Rappelons qu’en contexte, la « dévolution » d’un OSBL s’entend de sa totale transmission des actifs nets à un organisme de pareille activité. Selon l’interprétation des demandeurs, la Déclaration d’intention des défendeurs de dissoudre Mena’Sen (alors renommée Cité des Retraités de l’Estrie) datée du 4 avril 2022, présentée au Registraire des entreprises du Québec (REQ), fait état ce qui suit au sujet de « L’Orientation Éphémère », nouvelle dénomination étonnante, sinon volontairement songée en termes de fin de vie.
La déclaration soumet que l’organisme s’est départi de ses biens, qu’il a divisé son actif proportionnellement « entre ses membres » et qu’il n’a pas de dettes ni de passif. Erreur d’interprétation sur les bénéficiaires ? Les défendeurs ont-ils cru de bonne foi que la vente de la totalité des actifs immobiliers et mobiliers de la Cité des Retraités de l’Estrie inc. ne déclenchait pas cette obligation statutaire pourtant facile d’interprétation ? Les demandeurs répondent à cette question par la négative. Le scénario du guignol aurait été bien songé.

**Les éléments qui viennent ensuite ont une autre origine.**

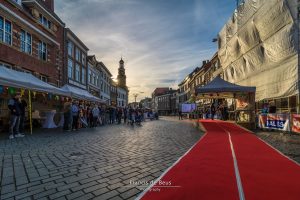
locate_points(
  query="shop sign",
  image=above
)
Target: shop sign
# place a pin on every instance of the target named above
(296, 123)
(274, 121)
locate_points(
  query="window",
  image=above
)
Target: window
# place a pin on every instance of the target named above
(83, 59)
(5, 31)
(70, 68)
(77, 53)
(44, 21)
(90, 76)
(43, 78)
(94, 79)
(25, 42)
(97, 81)
(83, 75)
(70, 48)
(77, 72)
(49, 24)
(42, 50)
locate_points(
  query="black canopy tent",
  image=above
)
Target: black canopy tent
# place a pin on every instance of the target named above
(244, 111)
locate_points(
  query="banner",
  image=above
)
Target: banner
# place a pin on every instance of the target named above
(296, 123)
(187, 108)
(274, 121)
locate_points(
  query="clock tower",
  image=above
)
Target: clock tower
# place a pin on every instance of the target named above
(121, 75)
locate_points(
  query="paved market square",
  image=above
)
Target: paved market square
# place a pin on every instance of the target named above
(99, 163)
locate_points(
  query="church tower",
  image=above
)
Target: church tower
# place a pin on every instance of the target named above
(121, 75)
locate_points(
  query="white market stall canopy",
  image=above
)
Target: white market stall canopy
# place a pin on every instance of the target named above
(259, 46)
(80, 93)
(223, 88)
(13, 78)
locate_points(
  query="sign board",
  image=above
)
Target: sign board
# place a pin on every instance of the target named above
(296, 123)
(274, 121)
(188, 107)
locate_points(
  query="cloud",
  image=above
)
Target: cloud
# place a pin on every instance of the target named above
(160, 41)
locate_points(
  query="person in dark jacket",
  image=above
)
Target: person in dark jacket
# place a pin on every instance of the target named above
(23, 106)
(212, 110)
(15, 112)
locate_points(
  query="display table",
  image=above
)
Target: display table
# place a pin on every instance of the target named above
(61, 122)
(49, 122)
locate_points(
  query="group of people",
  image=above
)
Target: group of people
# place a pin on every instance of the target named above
(218, 110)
(17, 107)
(79, 115)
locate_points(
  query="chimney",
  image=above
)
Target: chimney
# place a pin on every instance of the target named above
(50, 4)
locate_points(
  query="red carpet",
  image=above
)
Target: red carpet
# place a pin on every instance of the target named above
(265, 173)
(207, 171)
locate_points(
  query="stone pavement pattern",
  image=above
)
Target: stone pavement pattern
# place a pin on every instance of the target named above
(95, 163)
(288, 144)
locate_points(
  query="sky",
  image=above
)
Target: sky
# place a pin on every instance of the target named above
(161, 41)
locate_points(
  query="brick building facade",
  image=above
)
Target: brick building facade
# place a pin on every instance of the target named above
(31, 38)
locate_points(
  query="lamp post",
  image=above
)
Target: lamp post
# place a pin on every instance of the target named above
(135, 95)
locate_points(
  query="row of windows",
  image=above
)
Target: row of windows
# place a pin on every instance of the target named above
(122, 96)
(25, 37)
(44, 21)
(93, 78)
(77, 73)
(41, 77)
(79, 56)
(120, 103)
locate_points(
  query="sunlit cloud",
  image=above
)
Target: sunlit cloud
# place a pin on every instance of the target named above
(160, 41)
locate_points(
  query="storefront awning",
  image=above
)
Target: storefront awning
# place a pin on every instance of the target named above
(219, 85)
(13, 78)
(80, 93)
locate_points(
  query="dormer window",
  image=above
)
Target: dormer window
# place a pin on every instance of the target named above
(44, 21)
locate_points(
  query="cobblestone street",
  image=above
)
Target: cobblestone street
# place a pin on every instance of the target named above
(288, 144)
(94, 163)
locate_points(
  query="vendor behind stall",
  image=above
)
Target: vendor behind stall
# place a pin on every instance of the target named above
(15, 112)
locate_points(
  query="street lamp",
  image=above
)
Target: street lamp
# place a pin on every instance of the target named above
(135, 95)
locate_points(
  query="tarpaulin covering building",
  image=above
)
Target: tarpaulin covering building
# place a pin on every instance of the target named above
(258, 47)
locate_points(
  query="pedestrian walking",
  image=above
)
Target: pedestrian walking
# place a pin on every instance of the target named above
(15, 111)
(67, 115)
(75, 115)
(95, 113)
(212, 110)
(180, 114)
(125, 115)
(23, 105)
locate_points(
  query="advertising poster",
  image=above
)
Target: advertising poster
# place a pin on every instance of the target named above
(274, 121)
(187, 108)
(296, 123)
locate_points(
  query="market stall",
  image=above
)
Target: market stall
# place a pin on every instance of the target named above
(80, 93)
(240, 98)
(27, 85)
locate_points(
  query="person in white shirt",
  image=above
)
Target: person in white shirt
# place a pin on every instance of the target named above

Et principalement parce que la date de la liquidation, selon la logique et l’esprit de la loi, serait celle du 25 février 2022. Et qu’ainsi donc, les actifs à transmettre à un autre OSBL seraient ceux du prix net de la vente. Il ne semble pas encore que le groupe des acheteurs serait un OSBL.
Ces éléments de procédure étant décrits, probablement au grand dam du public qui n’est pas spectateur abonné aux affaires judiciaires, une question se pose, à laquelle nous espérons obtenir des défendeurs une réponse documentée en temps utile pour notre quatrième épisode.
Ceci :
Pour quels motifs ou circonstances les locataires et résidents de Mena’Sen n’auraient rien vu ni entendu en temps utile de cette avalanche de modifications aux statuts et actifs de l’entreprise ?
Suite le 20 novembre 2024.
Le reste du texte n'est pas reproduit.